The EC’s consent was contingent on Microsoft agreeing to provide rival social networking sites access to its Office programs for the next five years. The acquisition had already been approved by regulators in the U.S., China and Brazil.
“We’ve now obtained all the regulatory approvals needed to complete the acquisition and the deal will close in the coming days,” Microsoft’s Chief Legal Officer Brad Smith said in a blog post following word of the EC’s decision.
Microsoft’s CEO, Satya Nadella, has described the acquisition as the key to the software giant’s future efforts in the business applications market. At their heart lies an ambitious undertaking to give business professionals a vast new set of tools and data with which to collaborate and solve common business problems.
To win EC approval, Microsoft agreed to continue to allow rival social networks to access the Office suite’s application programming interfaces.

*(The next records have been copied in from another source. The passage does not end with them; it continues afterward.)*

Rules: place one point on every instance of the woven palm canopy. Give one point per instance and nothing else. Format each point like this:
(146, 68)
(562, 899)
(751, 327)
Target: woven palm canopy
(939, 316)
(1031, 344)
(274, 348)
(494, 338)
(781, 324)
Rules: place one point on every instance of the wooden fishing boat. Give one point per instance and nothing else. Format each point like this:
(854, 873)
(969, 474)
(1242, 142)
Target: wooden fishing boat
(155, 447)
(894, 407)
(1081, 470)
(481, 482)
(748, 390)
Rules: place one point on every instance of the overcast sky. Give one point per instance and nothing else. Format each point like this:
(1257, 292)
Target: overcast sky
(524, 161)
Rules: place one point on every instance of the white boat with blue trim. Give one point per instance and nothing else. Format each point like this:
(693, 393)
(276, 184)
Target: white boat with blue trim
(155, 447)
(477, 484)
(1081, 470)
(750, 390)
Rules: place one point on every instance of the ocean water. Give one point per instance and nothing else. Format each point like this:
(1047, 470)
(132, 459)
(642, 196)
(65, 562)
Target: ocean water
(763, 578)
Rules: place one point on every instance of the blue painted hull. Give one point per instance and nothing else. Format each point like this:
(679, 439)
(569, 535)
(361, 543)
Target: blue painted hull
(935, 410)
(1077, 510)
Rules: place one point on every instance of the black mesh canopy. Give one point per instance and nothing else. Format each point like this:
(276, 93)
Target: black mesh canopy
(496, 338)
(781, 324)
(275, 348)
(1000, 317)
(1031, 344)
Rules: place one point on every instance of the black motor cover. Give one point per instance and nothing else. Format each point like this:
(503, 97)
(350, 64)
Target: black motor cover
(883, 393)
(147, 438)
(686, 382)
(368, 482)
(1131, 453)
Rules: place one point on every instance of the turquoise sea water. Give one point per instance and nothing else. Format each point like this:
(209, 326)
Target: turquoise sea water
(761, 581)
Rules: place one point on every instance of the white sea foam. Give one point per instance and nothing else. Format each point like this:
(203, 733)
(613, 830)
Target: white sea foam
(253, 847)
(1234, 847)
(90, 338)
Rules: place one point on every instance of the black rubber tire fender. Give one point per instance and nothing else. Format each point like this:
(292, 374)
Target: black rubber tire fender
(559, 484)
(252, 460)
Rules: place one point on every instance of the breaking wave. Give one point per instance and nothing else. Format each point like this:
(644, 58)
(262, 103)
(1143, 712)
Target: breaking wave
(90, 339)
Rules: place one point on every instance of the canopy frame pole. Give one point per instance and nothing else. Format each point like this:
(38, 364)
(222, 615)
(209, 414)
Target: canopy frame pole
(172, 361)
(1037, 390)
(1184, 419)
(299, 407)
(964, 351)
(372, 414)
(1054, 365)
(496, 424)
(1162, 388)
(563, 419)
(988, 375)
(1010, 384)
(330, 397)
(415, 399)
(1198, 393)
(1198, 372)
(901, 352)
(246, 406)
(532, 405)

These APIs allow different applications to communicate with one another and will give LinkedIn’s competitors the same level of access to the Microsoft Office suite that they have today.
In addition, Microsoft will give rival social networks access to its Office Graph, the search and machine learning technology that will underpin most of the combined company’s new initiatives. Such access would, for example, allow professional profiles from competitors’ sites to be displayed in a Microsoft Outlook calendar entry.
Microsoft also agreed that it would not require computer makers to install LinkedIn on Windows PCs. The company’s concessions only apply to markets that are part of European Union. While the software maker may follow suit in other regions, under the agreement it is not bound to do so.